Carol: I was so focused on step one of repopulation that I completely ignored the next 50 steps.

Carol: I'm just gonna sit back and help nature take its course.
Tandy: Don't you mean let nature take its course?
Carol: Yeah. That's what I said.

Carol: You are gonna love this meal. I took all your favorite things, macaroni and spray cheese and ketchup and Pop Tarts, and I mashed them all together into one special casserole.

Carol: So... where to begin? Oh, how about a general discussion of the flora and fauna of coastal Mexico? Hmm? Hmm?

Carol: .... And then there were two.


Gail: Shoog, I've been on this planet a long time, and I figured out a couple of universal truths... One, you cannot domesticate a raccoon. I don't care how smart you think that raccoon is. It's just not happening. And two, you cannot use logic to win an argument with Carol Pilbasian. So just don't let her suck you in.

Tandy: Peso for your thoughtitos, bud.

Tandy: Look, bud, as someone who's been in the Dad game for over 100 hours, I can tell you that being a parent is rock hard, okay?

Tandy: .... And you'll be inside of me. And I will poo you out... So what do you think?
Todd: It's maybe a little harsh.

Erica: Let it go. Do not let her suck you in. Do not let her...
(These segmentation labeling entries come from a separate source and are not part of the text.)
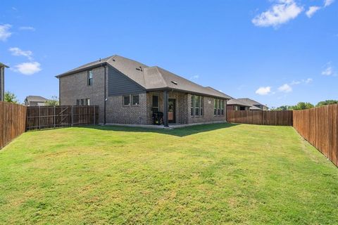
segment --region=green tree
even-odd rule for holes
[[[13,93],[9,91],[5,92],[5,101],[17,104],[19,103],[19,101],[16,96]]]
[[[56,96],[51,96],[51,99],[45,102],[46,105],[56,106],[58,105],[58,98]]]
[[[276,108],[276,110],[284,111],[284,110],[289,110],[290,106],[289,105],[282,105],[278,108]]]
[[[325,100],[323,101],[320,101],[319,103],[315,105],[316,107],[327,105],[332,105],[332,104],[337,104],[338,100]]]
[[[315,107],[315,105],[312,105],[310,103],[300,102],[298,103],[297,105],[290,107],[290,108],[294,110],[302,110],[309,109],[313,107]]]

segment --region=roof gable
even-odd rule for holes
[[[112,66],[146,90],[171,89],[192,94],[204,94],[226,99],[231,98],[230,96],[213,88],[202,86],[161,68],[157,66],[149,67],[146,65],[117,55],[83,65],[58,75],[56,77],[60,78],[104,65]]]

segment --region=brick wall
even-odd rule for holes
[[[164,102],[163,102],[163,92],[154,91],[148,92],[146,94],[146,115],[147,124],[152,124],[152,105],[153,105],[153,95],[158,96],[159,111],[163,112]],[[176,123],[187,124],[188,123],[188,105],[187,105],[188,95],[182,92],[169,91],[168,98],[174,98],[176,100]]]
[[[114,124],[146,124],[146,94],[139,94],[139,105],[123,106],[123,96],[108,97],[106,122]],[[130,101],[132,99],[130,98]]]
[[[159,110],[163,111],[163,92],[148,92],[139,94],[139,105],[125,107],[123,96],[108,96],[108,70],[106,68],[106,122],[134,124],[151,124],[152,96],[159,96]],[[60,102],[63,105],[76,105],[77,99],[90,98],[90,105],[99,105],[99,121],[104,122],[104,69],[92,70],[93,84],[87,85],[87,72],[81,72],[60,78]],[[204,116],[190,116],[191,95],[182,92],[169,91],[169,98],[176,99],[176,122],[192,124],[225,121],[225,115],[213,115],[213,98],[204,98]]]
[[[61,105],[76,105],[77,99],[90,98],[90,105],[99,105],[99,122],[102,123],[104,108],[104,69],[97,68],[92,71],[92,86],[87,85],[87,71],[61,77],[60,103]],[[108,68],[106,72],[108,74]]]
[[[214,98],[210,97],[204,96],[203,98],[203,105],[204,105],[204,115],[203,117],[192,117],[190,115],[190,105],[191,105],[191,98],[192,95],[188,94],[188,105],[189,105],[189,116],[188,116],[188,123],[201,123],[201,122],[217,122],[217,121],[225,121],[226,120],[226,107],[225,107],[224,115],[213,115],[213,105],[214,105]]]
Todd: You. Thanks for the advice.
Tandy: You're welcome, bud. How'd it go?
Todd: Great. I tried to put my foot down. It landed squarely in my mouth.

Carol: Melissa, he's not just a nine to 11-year-old boy, He's the last nine to 11-year-old boy. And that changes everything.

Tandy: Oh, farts.

Tandy: As the de facto and basically facto leader of this group, I should've given you better advice.